Tuesday, January 3, 2012

Political Analysis with Google Search Data: A Roundup

My friend and coauthor Sylvia Manzano pointed out this story from yesterday's Morning Edition on NPR. NPR's science correspondent, Shankar Vedantam, interviewed UNC sociologist Phil Cohen, who discussed how political web searches correlate with cultural and aesthetic web searches. Here's part of the transcript of the conversation between Morning Edition host Linda Werthheimer and Vedantam:
VEDANTAM: There's a sociologist that I spoke with at the University of North Carolina. His name is Phil Cohen. And what he did is he said can we apply this tool [Google Correlate] to politics. And so he said let me search for prominent, liberal and conservative commentators - people like Rachel Maddow and Stephen Colbert, or Rush Limbaugh.
And what he found, unsurprisingly actually, was that the places where people were doing a lot of searches for the liberal commentators tended to be liberal places. They were places that tended to vote for President Obama in the 2008 election.
WERTHEIMER: California.
VEDANTAM: Exactly. But he also found that the places which searched for the liberal commentators also tended to search for very particular kinds of foods.
WERTHEIMER: Now, that is very strange.
VEDANTAM: So let me play you a little bit of what Phil Cohen told me in terms of what the liberals who are searching for Rachel Maddow are also searching for, in terms of their food.
PHIL COHEN: On the liberal list are arugula pasta, beets nutrition, beets urine, fake meat, fennel salad, firm tofu, a variety of vegetarian cooking, vegetarian recipes. Something like a Republican stereotype of what a liberal food diet might be.
And, from my reader comments, I learned about this Italian blog, Studi e Proiezioni Elettorali (Surveys and Election Forecasts), that's been playing around with using Google Trends and Google Insights data to forecast European elections and trying different ways of weighting the these web search data to correct for some kinds of selection bias inherent in drawing inferences about the electorate from the population of internet searchers.

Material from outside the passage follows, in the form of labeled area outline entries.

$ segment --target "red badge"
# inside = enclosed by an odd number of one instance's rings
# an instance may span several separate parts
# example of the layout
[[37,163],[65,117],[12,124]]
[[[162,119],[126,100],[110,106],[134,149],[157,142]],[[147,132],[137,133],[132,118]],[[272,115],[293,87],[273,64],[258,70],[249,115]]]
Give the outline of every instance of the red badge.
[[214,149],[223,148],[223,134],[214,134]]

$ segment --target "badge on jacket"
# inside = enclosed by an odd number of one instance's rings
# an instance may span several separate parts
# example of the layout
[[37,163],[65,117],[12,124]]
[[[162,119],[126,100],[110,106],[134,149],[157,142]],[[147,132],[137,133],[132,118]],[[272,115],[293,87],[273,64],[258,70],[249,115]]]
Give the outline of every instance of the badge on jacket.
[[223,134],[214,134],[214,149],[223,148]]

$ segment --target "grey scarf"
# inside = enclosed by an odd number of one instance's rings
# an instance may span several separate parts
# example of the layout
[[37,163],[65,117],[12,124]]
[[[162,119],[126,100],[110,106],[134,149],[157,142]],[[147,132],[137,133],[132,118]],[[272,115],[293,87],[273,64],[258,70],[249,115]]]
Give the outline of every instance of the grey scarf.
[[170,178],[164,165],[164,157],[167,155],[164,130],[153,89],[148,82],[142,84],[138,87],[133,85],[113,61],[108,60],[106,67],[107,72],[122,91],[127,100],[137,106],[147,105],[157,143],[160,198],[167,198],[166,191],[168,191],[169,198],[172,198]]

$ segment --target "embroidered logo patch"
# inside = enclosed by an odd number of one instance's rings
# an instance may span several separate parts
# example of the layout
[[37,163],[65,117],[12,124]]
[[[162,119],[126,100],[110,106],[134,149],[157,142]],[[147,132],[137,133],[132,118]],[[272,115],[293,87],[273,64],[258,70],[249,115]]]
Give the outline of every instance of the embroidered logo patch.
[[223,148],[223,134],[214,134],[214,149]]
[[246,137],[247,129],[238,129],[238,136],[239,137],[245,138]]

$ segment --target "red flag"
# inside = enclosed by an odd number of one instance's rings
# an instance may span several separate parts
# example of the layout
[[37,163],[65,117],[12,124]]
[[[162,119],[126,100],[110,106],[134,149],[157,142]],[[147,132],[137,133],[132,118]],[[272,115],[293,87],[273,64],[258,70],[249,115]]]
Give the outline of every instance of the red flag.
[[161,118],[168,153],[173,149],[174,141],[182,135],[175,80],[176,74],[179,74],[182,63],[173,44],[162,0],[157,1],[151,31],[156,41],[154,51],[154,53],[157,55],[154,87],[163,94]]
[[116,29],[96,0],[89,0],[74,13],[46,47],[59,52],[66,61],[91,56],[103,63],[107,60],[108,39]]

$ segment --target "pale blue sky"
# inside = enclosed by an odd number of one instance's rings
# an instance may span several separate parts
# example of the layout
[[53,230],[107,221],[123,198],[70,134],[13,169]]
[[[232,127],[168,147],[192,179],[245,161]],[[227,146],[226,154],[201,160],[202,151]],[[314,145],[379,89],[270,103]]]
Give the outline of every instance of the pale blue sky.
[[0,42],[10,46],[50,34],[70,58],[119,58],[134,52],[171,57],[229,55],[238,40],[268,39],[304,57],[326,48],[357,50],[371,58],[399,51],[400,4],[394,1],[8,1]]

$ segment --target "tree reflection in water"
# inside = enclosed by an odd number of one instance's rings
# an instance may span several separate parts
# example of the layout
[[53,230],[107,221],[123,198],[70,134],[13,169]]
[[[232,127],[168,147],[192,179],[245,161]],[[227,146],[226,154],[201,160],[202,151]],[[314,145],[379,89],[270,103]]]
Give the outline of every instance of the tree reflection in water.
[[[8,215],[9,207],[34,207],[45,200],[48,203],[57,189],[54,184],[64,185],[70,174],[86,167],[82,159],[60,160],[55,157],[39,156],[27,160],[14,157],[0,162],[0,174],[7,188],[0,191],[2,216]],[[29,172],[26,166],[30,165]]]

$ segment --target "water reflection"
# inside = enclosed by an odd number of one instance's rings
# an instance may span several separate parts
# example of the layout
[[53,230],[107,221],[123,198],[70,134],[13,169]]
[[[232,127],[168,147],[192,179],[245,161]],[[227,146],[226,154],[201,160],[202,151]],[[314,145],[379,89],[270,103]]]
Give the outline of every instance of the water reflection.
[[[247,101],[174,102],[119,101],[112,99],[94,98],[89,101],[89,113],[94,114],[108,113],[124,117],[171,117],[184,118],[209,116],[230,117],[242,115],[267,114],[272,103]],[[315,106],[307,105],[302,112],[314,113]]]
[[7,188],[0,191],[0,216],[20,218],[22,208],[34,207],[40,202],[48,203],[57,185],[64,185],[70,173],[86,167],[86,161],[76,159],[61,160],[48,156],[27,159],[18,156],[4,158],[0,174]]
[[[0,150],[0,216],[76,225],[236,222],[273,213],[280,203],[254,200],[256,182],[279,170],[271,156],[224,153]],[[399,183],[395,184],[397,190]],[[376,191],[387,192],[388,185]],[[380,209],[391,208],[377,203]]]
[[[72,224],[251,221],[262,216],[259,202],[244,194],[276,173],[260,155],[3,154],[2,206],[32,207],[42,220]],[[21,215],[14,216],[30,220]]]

Some of my own musings about the value of web search data for political analysis here and here.

  1. http://www.google.com/insights/search/?hl=en-GB#q=%22ron%20paul%22%2Cbachmann%2Bhuntsman%2B%22rick%20perry%22%2Cromney%2Cgingrich%2Csantorum&geo=US-IA&date=today%201-m&cmpt=q

    Without using any weightings and/or corrections, and using a simple 3-day moving average, Google insights gives the following percentage (updated up to the 1st of january)

    Paul 34.74
    Santorum 18.83
    Romney 16.50
    Gingrich 10.45
    Bachmann+Huntsman+Perry: 19.47

    Unfortunately, as discussed in a comment to your previous post, the self selection bias when using Google data for the Iowa caucus can be very large and invalidate completely any statistical analysis. Therefore the previous numbers have to be taken with extreme case , and more attention have to given to the underlying trends instead.

    Regards, Gigi